The Identity API starts login flows, completes OTP/passkey flows, manages role
and invite operations, and reads identity policies through API-key guarded
runtime endpoints.

## Auth

Use an API key:

```text theme={null}
Authorization: Bearer sk_your_api_key
```

Some identity flows may return or consume flow-specific tokens after the
API-key-guarded start point.

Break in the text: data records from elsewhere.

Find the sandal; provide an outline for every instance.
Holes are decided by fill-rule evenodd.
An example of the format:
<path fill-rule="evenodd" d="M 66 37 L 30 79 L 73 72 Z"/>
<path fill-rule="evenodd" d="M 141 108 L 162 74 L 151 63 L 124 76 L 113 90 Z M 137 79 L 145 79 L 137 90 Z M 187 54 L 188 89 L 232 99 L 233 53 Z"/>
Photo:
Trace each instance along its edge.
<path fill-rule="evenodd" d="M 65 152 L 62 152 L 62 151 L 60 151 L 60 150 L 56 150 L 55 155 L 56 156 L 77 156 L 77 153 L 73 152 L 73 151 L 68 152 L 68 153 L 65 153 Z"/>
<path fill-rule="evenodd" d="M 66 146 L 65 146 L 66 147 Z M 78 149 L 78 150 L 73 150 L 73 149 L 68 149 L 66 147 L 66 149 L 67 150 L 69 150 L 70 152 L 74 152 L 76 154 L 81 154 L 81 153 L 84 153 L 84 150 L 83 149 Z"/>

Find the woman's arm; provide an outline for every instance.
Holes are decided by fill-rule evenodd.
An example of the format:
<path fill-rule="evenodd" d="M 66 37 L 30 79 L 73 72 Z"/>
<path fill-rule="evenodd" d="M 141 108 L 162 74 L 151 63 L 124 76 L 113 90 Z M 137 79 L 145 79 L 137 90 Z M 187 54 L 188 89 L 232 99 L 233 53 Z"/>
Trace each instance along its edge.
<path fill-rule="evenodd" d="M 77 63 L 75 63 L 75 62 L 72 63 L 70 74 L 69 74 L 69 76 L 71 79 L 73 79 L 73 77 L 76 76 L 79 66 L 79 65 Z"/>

Developer-portal admin endpoints are intentionally
omitted from this reference.

## Start OAuth auth

`GET /identity/api/auth/start`

Query parameters:

| Parameter       | Type    | Description                              |
| :-------------- | :------ | :--------------------------------------- |
| `provider`      | string  | Provider key                             |
| `client_id`     | string  | Identity client id                       |
| `redirect_uri`  | string  | Redirect URI registered for the client   |
| `state`         | string  | Client state returned with the redirect  |
| `network`       | enum    | `NETWORK_DEVNET` or `NETWORK_MAINNET`    |
| `flow`          | string  | Flow name such as `role` or `session`    |
| `policy_id`     | string  | Policy used for signup/session flow      |
| `skip_approval` | boolean | Skip approval when allowed               |
| `invite_token`  | string  | Invite token for invite acceptance flows |

Response:

```json theme={null}
{
  "redirectUrl": "https://provider.example/authorize?...",
  "state": "client_state",
  "startToken": "start_token"
}
```

## Start email OTP

`POST /identity/api/auth/email/start`

```json theme={null}
{
  "provider": "email",
  "clientId": "client_123",
  "redirectUri": "https://app.example/callback",
  "state": "client_state",
  "network": "NETWORK_DEVNET",
  "flow": "session",
  "policyId": "policy_123",
  "email": "user@example.com"
}
```

The response includes `challengeId`, `maskedEmail`, `expiresAt`,
`otpEntryUrl`, and `startToken`.

## Start passkey challenge

`POST /identity/api/auth/passkey/start`

```json theme={null}
{
  "clientId": "client_123",
  "redirectUri": "https://app.example/callback",
  "network": "NETWORK_DEVNET",
  "ceremony": "PASSKEY_CEREMONY_REGISTRATION",
  "clientState": "state",
  "policyId": "policy_123"
}
```

The response returns a `challengeId` and `webauthnOptionsJson` for
`navigator.credentials`.

Identity client and organization-provider configuration is handled through
developer-portal admin surfaces, not API-key runtime endpoints.